卫奕心头一紧,没想到一日之内,局势已经演变到如此境地。
“两人各执一词,在御书房里吵得不可开交,甚至在陛下面前动起了手。”
温珣冷笑一声:“陛下以为侯府并未卷入此事,又听得谢淮为我作证前日行踪,便觉我是个局外人,问我如何看待此事。
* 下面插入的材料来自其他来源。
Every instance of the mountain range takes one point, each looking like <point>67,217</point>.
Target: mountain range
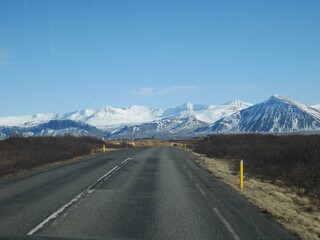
<point>276,114</point>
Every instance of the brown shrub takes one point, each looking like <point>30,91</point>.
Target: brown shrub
<point>17,153</point>
<point>294,159</point>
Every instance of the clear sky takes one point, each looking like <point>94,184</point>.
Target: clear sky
<point>63,55</point>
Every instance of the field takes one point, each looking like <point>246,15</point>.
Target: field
<point>17,153</point>
<point>282,174</point>
<point>292,159</point>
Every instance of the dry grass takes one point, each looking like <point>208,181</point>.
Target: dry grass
<point>137,143</point>
<point>296,213</point>
<point>19,154</point>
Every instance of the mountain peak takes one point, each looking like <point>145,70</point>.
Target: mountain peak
<point>238,103</point>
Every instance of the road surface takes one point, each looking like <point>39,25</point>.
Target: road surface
<point>140,193</point>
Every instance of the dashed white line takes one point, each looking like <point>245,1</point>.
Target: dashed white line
<point>227,225</point>
<point>200,190</point>
<point>189,173</point>
<point>87,191</point>
<point>108,173</point>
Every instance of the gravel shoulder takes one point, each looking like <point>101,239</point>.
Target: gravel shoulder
<point>296,213</point>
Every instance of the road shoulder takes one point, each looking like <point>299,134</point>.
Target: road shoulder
<point>296,213</point>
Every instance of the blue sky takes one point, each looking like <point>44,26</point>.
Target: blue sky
<point>62,55</point>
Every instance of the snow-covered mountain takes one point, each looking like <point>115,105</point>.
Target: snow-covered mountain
<point>170,127</point>
<point>52,128</point>
<point>277,114</point>
<point>213,113</point>
<point>109,117</point>
<point>317,106</point>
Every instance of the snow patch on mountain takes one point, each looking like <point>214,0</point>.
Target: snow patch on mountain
<point>277,114</point>
<point>214,113</point>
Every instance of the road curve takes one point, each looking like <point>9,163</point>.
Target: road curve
<point>147,193</point>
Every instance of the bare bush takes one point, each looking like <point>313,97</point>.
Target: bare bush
<point>294,159</point>
<point>18,153</point>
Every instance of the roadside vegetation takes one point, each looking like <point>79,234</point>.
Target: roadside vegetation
<point>18,153</point>
<point>291,159</point>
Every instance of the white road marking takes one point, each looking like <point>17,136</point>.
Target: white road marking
<point>189,173</point>
<point>126,161</point>
<point>227,225</point>
<point>200,190</point>
<point>108,173</point>
<point>72,201</point>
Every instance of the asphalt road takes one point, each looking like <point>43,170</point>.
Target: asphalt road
<point>146,193</point>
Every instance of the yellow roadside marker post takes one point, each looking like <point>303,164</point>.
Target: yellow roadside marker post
<point>104,149</point>
<point>241,174</point>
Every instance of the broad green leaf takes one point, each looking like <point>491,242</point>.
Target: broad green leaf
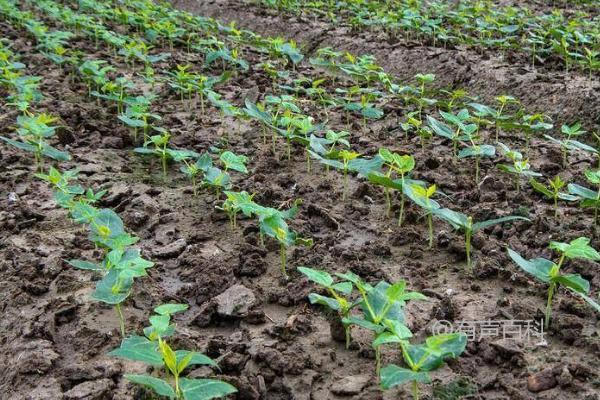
<point>574,282</point>
<point>363,323</point>
<point>392,375</point>
<point>205,389</point>
<point>138,348</point>
<point>196,358</point>
<point>169,309</point>
<point>330,302</point>
<point>112,289</point>
<point>235,162</point>
<point>81,264</point>
<point>538,267</point>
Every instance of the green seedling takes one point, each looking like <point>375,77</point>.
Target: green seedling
<point>589,198</point>
<point>336,301</point>
<point>33,132</point>
<point>159,149</point>
<point>137,115</point>
<point>422,359</point>
<point>567,144</point>
<point>421,196</point>
<point>153,349</point>
<point>549,272</point>
<point>461,131</point>
<point>121,263</point>
<point>553,191</point>
<point>519,168</point>
<point>499,117</point>
<point>400,166</point>
<point>383,310</point>
<point>237,202</point>
<point>460,221</point>
<point>192,169</point>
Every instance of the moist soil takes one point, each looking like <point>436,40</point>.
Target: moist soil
<point>277,346</point>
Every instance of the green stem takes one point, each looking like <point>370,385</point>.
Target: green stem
<point>549,305</point>
<point>430,224</point>
<point>468,234</point>
<point>121,319</point>
<point>415,390</point>
<point>283,260</point>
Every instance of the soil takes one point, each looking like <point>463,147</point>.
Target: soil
<point>54,338</point>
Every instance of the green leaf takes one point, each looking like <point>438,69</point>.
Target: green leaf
<point>112,289</point>
<point>81,264</point>
<point>319,277</point>
<point>162,388</point>
<point>235,162</point>
<point>197,358</point>
<point>343,287</point>
<point>330,302</point>
<point>574,282</point>
<point>392,375</point>
<point>205,389</point>
<point>169,309</point>
<point>440,128</point>
<point>538,267</point>
<point>139,348</point>
<point>363,323</point>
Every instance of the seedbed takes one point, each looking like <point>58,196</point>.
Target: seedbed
<point>242,311</point>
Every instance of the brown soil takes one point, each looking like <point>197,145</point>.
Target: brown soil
<point>54,338</point>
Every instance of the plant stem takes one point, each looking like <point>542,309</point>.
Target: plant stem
<point>401,216</point>
<point>468,234</point>
<point>345,185</point>
<point>347,332</point>
<point>388,202</point>
<point>415,390</point>
<point>430,224</point>
<point>121,319</point>
<point>549,305</point>
<point>283,260</point>
<point>377,361</point>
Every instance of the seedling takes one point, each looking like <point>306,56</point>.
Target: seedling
<point>519,168</point>
<point>382,306</point>
<point>549,272</point>
<point>462,130</point>
<point>33,132</point>
<point>590,198</point>
<point>399,165</point>
<point>160,150</point>
<point>193,169</point>
<point>465,223</point>
<point>153,349</point>
<point>337,302</point>
<point>421,196</point>
<point>422,359</point>
<point>552,191</point>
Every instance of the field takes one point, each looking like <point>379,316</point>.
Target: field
<point>325,197</point>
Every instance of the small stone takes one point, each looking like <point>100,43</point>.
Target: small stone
<point>172,249</point>
<point>350,385</point>
<point>90,390</point>
<point>235,301</point>
<point>565,378</point>
<point>541,381</point>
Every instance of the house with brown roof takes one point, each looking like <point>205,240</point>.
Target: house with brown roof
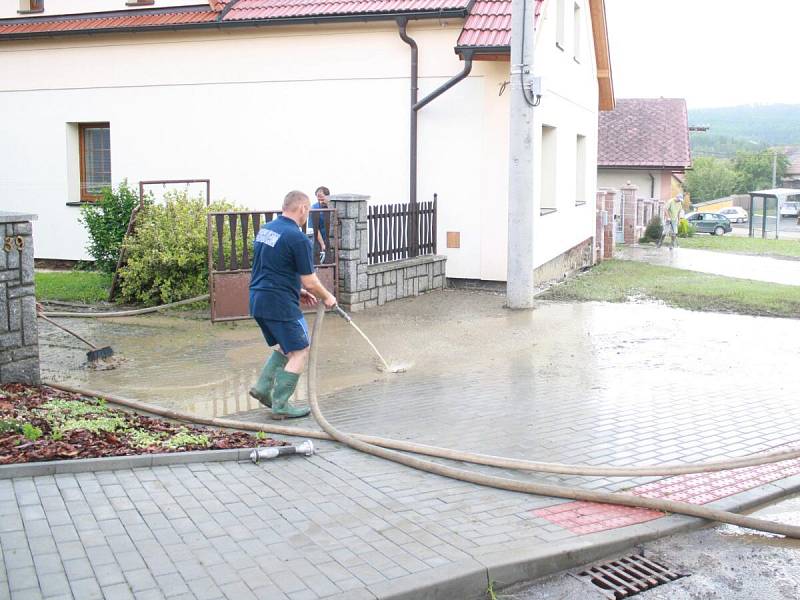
<point>395,99</point>
<point>644,142</point>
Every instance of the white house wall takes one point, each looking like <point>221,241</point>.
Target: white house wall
<point>262,111</point>
<point>569,103</point>
<point>258,112</point>
<point>10,8</point>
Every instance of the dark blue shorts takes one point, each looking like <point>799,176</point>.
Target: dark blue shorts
<point>289,335</point>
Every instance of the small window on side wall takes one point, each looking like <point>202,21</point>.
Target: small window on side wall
<point>560,23</point>
<point>95,159</point>
<point>29,6</point>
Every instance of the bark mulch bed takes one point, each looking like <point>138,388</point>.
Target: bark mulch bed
<point>39,423</point>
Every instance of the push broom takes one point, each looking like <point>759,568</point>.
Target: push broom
<point>92,355</point>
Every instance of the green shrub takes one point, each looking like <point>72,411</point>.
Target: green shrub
<point>654,230</point>
<point>686,229</point>
<point>107,221</point>
<point>167,256</point>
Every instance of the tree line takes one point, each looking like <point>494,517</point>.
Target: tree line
<point>711,177</point>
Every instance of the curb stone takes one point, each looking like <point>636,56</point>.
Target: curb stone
<point>112,463</point>
<point>468,580</point>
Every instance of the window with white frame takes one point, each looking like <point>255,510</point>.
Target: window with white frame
<point>549,175</point>
<point>580,170</point>
<point>94,141</point>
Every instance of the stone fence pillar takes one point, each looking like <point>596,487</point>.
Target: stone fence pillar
<point>362,285</point>
<point>19,345</point>
<point>351,211</point>
<point>609,244</point>
<point>630,214</point>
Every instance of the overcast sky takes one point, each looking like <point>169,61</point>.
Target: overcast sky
<point>711,52</point>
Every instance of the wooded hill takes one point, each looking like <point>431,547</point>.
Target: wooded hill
<point>748,128</point>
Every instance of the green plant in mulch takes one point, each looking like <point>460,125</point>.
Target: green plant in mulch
<point>41,423</point>
<point>72,286</point>
<point>106,222</point>
<point>168,253</point>
<point>184,438</point>
<point>31,432</point>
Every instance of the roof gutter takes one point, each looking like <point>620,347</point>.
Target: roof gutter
<point>415,106</point>
<point>456,13</point>
<point>226,9</point>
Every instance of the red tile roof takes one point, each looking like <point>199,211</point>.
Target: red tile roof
<point>134,19</point>
<point>645,132</point>
<point>244,10</point>
<point>489,24</point>
<point>274,9</point>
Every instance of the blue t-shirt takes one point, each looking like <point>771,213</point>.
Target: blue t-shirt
<point>281,254</point>
<point>318,221</point>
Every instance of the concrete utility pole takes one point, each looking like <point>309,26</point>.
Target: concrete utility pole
<point>774,167</point>
<point>519,290</point>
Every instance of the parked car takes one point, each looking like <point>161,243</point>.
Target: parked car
<point>713,223</point>
<point>735,214</point>
<point>790,208</point>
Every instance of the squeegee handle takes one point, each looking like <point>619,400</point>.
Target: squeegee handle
<point>88,343</point>
<point>341,313</point>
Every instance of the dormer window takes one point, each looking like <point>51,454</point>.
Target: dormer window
<point>30,6</point>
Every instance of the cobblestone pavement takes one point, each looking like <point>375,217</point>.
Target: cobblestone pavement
<point>741,266</point>
<point>587,383</point>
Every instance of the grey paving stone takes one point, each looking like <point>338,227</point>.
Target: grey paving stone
<point>117,591</point>
<point>287,581</point>
<point>78,569</point>
<point>27,594</point>
<point>139,580</point>
<point>48,564</point>
<point>55,584</point>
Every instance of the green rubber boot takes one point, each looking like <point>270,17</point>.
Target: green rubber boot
<point>262,390</point>
<point>285,384</point>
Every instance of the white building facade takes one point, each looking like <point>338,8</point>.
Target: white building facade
<point>263,106</point>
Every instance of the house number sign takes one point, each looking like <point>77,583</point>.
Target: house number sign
<point>14,242</point>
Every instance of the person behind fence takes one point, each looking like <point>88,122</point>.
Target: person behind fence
<point>318,223</point>
<point>672,217</point>
<point>282,280</point>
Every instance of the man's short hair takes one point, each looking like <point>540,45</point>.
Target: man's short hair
<point>294,199</point>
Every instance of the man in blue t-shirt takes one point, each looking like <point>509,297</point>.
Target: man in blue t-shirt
<point>282,279</point>
<point>318,223</point>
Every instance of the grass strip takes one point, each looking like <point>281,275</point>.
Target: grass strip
<point>621,280</point>
<point>744,245</point>
<point>72,286</point>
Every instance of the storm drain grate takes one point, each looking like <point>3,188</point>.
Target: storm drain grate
<point>627,576</point>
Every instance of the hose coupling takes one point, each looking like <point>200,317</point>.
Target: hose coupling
<point>305,448</point>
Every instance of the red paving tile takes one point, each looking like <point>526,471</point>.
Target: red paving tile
<point>697,488</point>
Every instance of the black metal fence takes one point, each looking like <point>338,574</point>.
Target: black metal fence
<point>398,231</point>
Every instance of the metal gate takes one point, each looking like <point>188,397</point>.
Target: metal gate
<point>619,213</point>
<point>230,256</point>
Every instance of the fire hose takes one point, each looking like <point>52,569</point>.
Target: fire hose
<point>391,450</point>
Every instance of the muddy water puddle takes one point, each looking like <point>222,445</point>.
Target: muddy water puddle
<point>207,368</point>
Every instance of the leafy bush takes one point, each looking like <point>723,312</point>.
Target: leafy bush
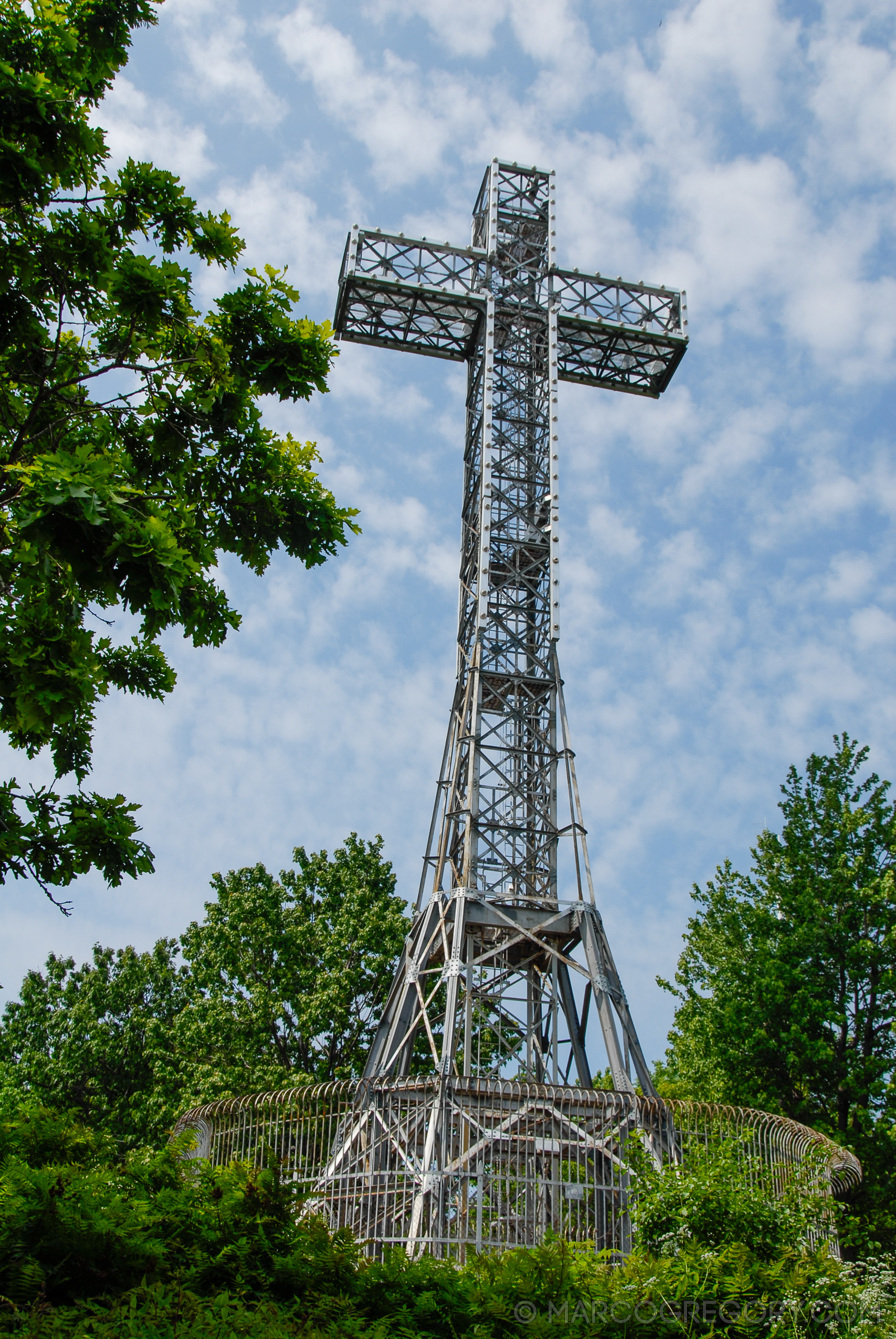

”
“那侯爷是如何说的?”
温珣站起身,走到窗边,背对着卫奕道:“太子是正统,乃国之本,我自然要替太子说话,况且……”
他语气一顿,猛地回头,目光锐利:“齐王心狠手辣,不但要将谋逆刺杀太子的罪名按在侯府头上,还要诬陷阿言杀了郡主。”
“我之前便有所怀疑郡主的死和齐王脱不了干系,今日宁老将军那一对儿女归来,当庭对质,宁淮川指认凶手,我才知晓郡主竟真是死在齐王手里,萧凌此人,简直可恶!”
卫奕想起来温越曾说,太子口蜜腹剑,笑里藏刀,是个道貌岸然的小人。
又看了看温珣的背影,最终将‘太子也并非明主’几个字咽了回去。
温珣不知卫奕心中所想,他此刻眼中满是懊恼与后怕:“早知如此,昨日我就不该顾忌那么多,绝不能让长公主那样轻易带走阿言……”
他顿了顿,又抬眼看向卫奕,语气变得急切:“对了,你今日虽未见到阿言,但她在公主府被温越救出之前,可曾被长公主为难?她可有受伤?”
卫奕身形一僵,他今日在沈府门口碰了一鼻子灰,别说是见夫人,连只言片语都没传进去,根本不知道具体情况。
他眼神闪烁,结结巴巴道:“这,夫人应当,应当没事吧?毕竟宁老将军及时赶到了。”